Academics and populism
Critics of populism often deride it for offering simplistic answers to complex issues, from migration to economic policy to the Israel Palestine conflict. But Dupuy sees academic participation in right-wing politics as symptomatic of a broader sociological trend: growing disillusionment with mainstream political elites.
“Very simple and very easy to say that academics are not from Mars,” he says. “They represent ideologies like everyone else. An academic is not inherently neutral, they have personal and political beliefs, often shaped by their family and social and political background.”
Academics, Dupuy adds, are not “out of the society”, but “inside the society”. “It is perfectly normal that some choose to apply their expertise in a political context.”

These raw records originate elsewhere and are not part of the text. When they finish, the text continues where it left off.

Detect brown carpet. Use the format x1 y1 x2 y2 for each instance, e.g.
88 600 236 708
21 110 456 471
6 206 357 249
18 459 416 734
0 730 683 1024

While Dupuy sees the emergence of academic politicians as part of a change in the general sociology of elected political leadership in Europe, Chega leader Ventura said that he has viewed academia and politics in different dimensions.
Ventura, for his part, insists on separating his academic work from his politics. When questioned about the apparent contradiction between his PhD thesis, which critiques “criminal populism”, stigmatisation of minorities, and the expansion of police powers and his current far-right positions, Ventura claimed that his academic writing was “scientific analysis, not ideological postulate.”
Not nationalist, but ‘sovereigntist’
For Dupuy, it's not “very difficult to understand” that these right-wing academicians adopt “some elements of sovereignty or the reaffirmation of the sovereignty of their country” whether it's Poland or Portugal.
As a result, he does not call them nationalists but sovereignists. Across the EU territory, many far-right groups have emerged in their opposition of the union’s federalist policies which they believe violate their own countries’ sovereign rules.
“It’s not very difficult to understand,” he says, “that these right-wing academics are advocating a reaffirmation of their countries’ sovereignty.”
However, Dupuy adds that the academic influence on far-right politics remains limited in countries like Italy and France, where populist leaders often lack academic credentials.
Italian Prime Minister Giorgia Meloni, despite her adoption of hardline policies, does not come from an academic background. Nor do French far-right leaders Marine Le Pen and Jordan Bardella. Bardella, an anti-immigration politician, is himself the son of migrants.
“Moment of political rediscovery”
Dupuy also dismisses the influence of Renaud Camus, a far-right French academic, whom many credit for the rise of anti-migrant “The Great Replacement” theory, which claims that migrants would eventually replace natives if migration were not stopped across Europe.
“Camus represents nothing politically,” says Dupuy. “Camus spoke academically about the question of migration, which was in the rhetoric of the nationalist parties for ten to twenty years before Camus ever wrote about it. His ideas were already in the rhetoric of nationalist parties long before he wrote about them.”
Ecaterina Matoi, a Romanian academic at the Bucharest-based Middle East Political and Economic Institute (MEPEI), agrees with Dupuy. “Camus never reached the level of influence that Marine Le Pen has,” she says.
But Matoi also draws attention to the fact that “in this moment of political rediscovery, the European community should not forget” that former German Chancellor of Germany, Angela Merkel, a mainstream conservative leader, was also “an academic.”
Merkel, who was long considered a symbol of centrist stability in Europe, was not only defined by her academic background, just as Nawrocki’s or Weidel’s does not fully explain theirs.
“Being an academic doesn’t make one moderate or extreme,” she says, “but it can shape how they articulate policy.”